Thursday, November 22, 2018
Unlike other holidays, Thanksgiving Day doesn’t have a set date. It always occurs on the fourth Thursday in November. Why Thursday was chosen is largely unknown, but we do know that President Abraham Lincoln declared it a national holiday in 1863. It’s been celebrated on a Thursday ever since!
Why do we celebrate Thanksgiving?
As the name indicates, Thanksgiving is a day dedicated to gratitude and giving thanks. The original feast was thrown to celebrate a bountiful harvest. In subsequent celebrations, Thanksgiving was more of a religious holiday, used to give prayers and blessings for a season free of drought. Over the years, it has become a secular holiday and is used as a way to bring families together.
The first Thanksgiving took place in 1621 when the pilgrims shared a feast with the Native Americans in Plymouth, Massachusetts. The feast lasted three days and brought about a period of peace between the two groups. The original feast was fowl and venison, along with fish, vegetables, and stew. Somewhere along the way, fowl was replaced by turkey, which is the traditional centerpiece today.

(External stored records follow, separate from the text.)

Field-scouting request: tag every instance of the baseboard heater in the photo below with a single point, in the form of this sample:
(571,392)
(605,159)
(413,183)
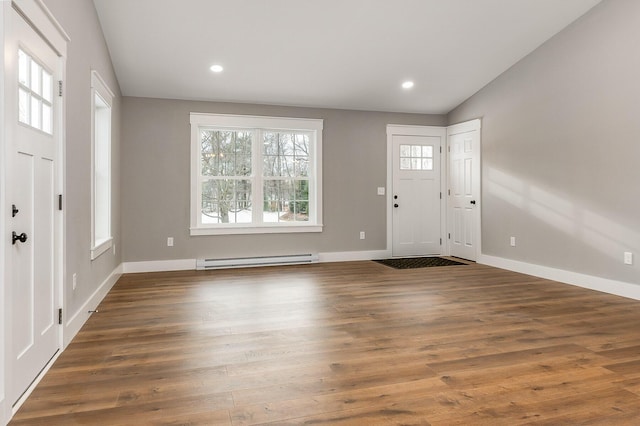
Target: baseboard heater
(245,262)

After the first Thanksgiving, there were many unofficial celebrations but it wasn’t a national holiday. After the close of the civil war, President Lincoln declared the last Thursday in November as the official day of giving thanks, hoping to unify the new union. In 1942, President Franklin D. Roosevelt changed the holiday to the fourth Thursday to avoid confusion (since some years may have five Thursdays in November).
Thanksgiving in the USA
Today, Thanksgiving Day is one of the most beloved holidays in the United States. It’s one of the most traveled weekends of the year, too, because families come from all over to join together for the meal. The traditional meal includes turkey and side dishes like mashed potatoes, stuffing, and cranberry sauce. Pie is almost always served for dessert, with apple pie, pecan pie, or pumpkin pie being the most popular choices.
In addition to eating, Americans typically watch football and participate in massive parades, like the Macy’s parade in New York City. It’s not uncommon to find giant inflatable balloons and elaborate floats at these parades! Thanksgiving Day also precedes one of the biggest shopping days of the year: Black Friday, which takes place the day after Thanksgiving.